Our NewsBots are tools to track the news relevant to a specific task in the investment process, see an application to tracking inflation here. The intuition behind is to catch those events which can have a significant effect on the inflation forecast but don’t show up in usual data, such as regulated price changes, phone plan adjustments, retailers competition, airfares, etc.

This post provides some details about one of our models.

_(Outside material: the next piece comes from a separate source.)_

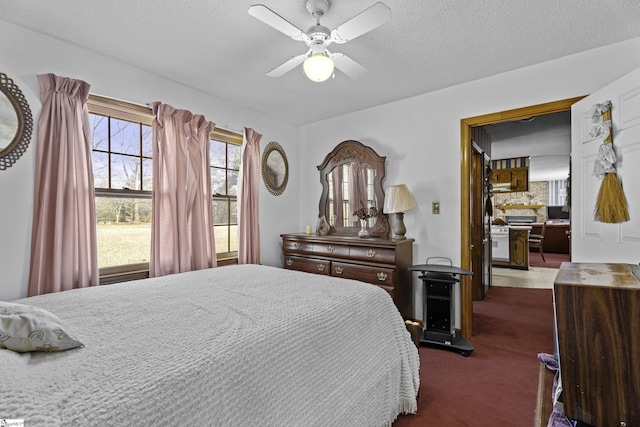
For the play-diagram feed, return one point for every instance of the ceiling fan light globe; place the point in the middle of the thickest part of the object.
(318, 67)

We show how Natural Language Processing (NLP) can deal with rather complex tasks when given the right inputs.

Data acquisition and preprocessing

The data come from 50,000 scrapped news wesbsite sources. We query those sources with plain keyword searches.

It would not be optimal to apply the classification model on this dataset straight away. Our sample would be too unbalanced, with the “interesting” news representing fewer than 5% of our sample. To train a model on such data is proved problematic.

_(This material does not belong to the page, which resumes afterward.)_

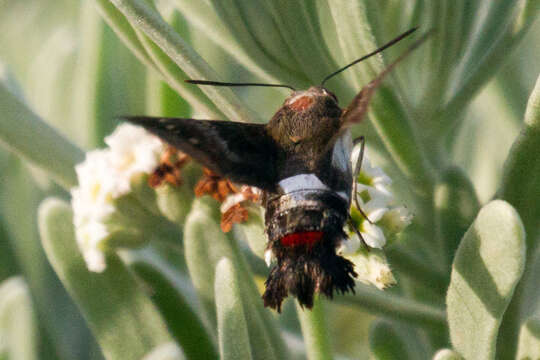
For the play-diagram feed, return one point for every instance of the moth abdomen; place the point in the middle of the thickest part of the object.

So we have added an extra layer of filtering. It is an in-house search engine which looks for a number of inflation related situations. Every article content is analyzed in its integrity. With this method, we are able to reject 80% of the initial news set, getting us a bit closer to a balanced dataset (but the dataset is still unbalanced with roughly only 25% positives).

Labeling

That is certainly the key part. We feed the classification model with examples to distinguish between irrelevant (class 0) and relevant (class 1) news, from the point of view of forecasting inflation.

The task is a bit more complex than most classification problems in the ML literature, such as distinguishing between T-shirts and shoes pictures, or looking for positive and negative reviews to stick with NLP.

There is a gray era in NLP labeling. For this task, the inherent imprecision could be as high as 4 to 5%. This is worth keeping in mind for when we asses our model’s performance. There won’t be such thing as perfect precision that we should expect (unless the model overfits). “Perfect” precision is in reality closer to 95% than 100% in this task unlike, once again, distinguishing between T-shirs and shoes.

Benchmark classification model

The labeling has been done in iterative steps, helping the model reach a conclusion for the most difficult cases.

Our base model is BERT, the neural network language model developed by a Google team which revolutionised language processing a couple of years ago. We have found it easier to fine-tune without as much hyperparameter tweaking as some other models in the same class.

We left aside 10% of the sample for validation and another 10% for testing. Here are the classification model main stats over validation and testing:

result table


The first observation is the limited amount of over-fitting: the model’s performance doesn’t deteriorate in a significant way between the two stages.

Second, this 91% overall accuracy is generally acceptable when we take into account the inherent uncertainty in the task mentionned before. If the target was 95%, we are reasonably close.

Third, the share of label 1 (relevant) items which are caught (recall) is around 85%. Said differently, the model misses around 15% of the relevant news. Given the large unbalance between the two classes, this is a fine result.

Last, we can compare those results with a benchmark model, an IF-IDF vectorizer coupled with an optimised naive Bayes classifier, for instance looking at the AUC:

our model

the benchmark


The benchmark model has seen its hyperparameters optimized, for a fair competition. The benchmark model reaches 80% accuracy on the test set, which is 11 percentage points below the fine-tuned BERT model. The AUC is a full 5 points lower, so precision and recall are significnatly worse.

The fine-tuned BERT model is for now as good as things get with this type of task. It will keep marginally improving with new data.

We have assigned a difficult task to the language model, but it can cope. The model is still a bit less accurate than the expert, but it is not ridiculously far behind. The volume more than compensates the slight difference in accuracy with the expert: the algo can process hundreds of thousands of news while we, human, will have time for a few tens, at best.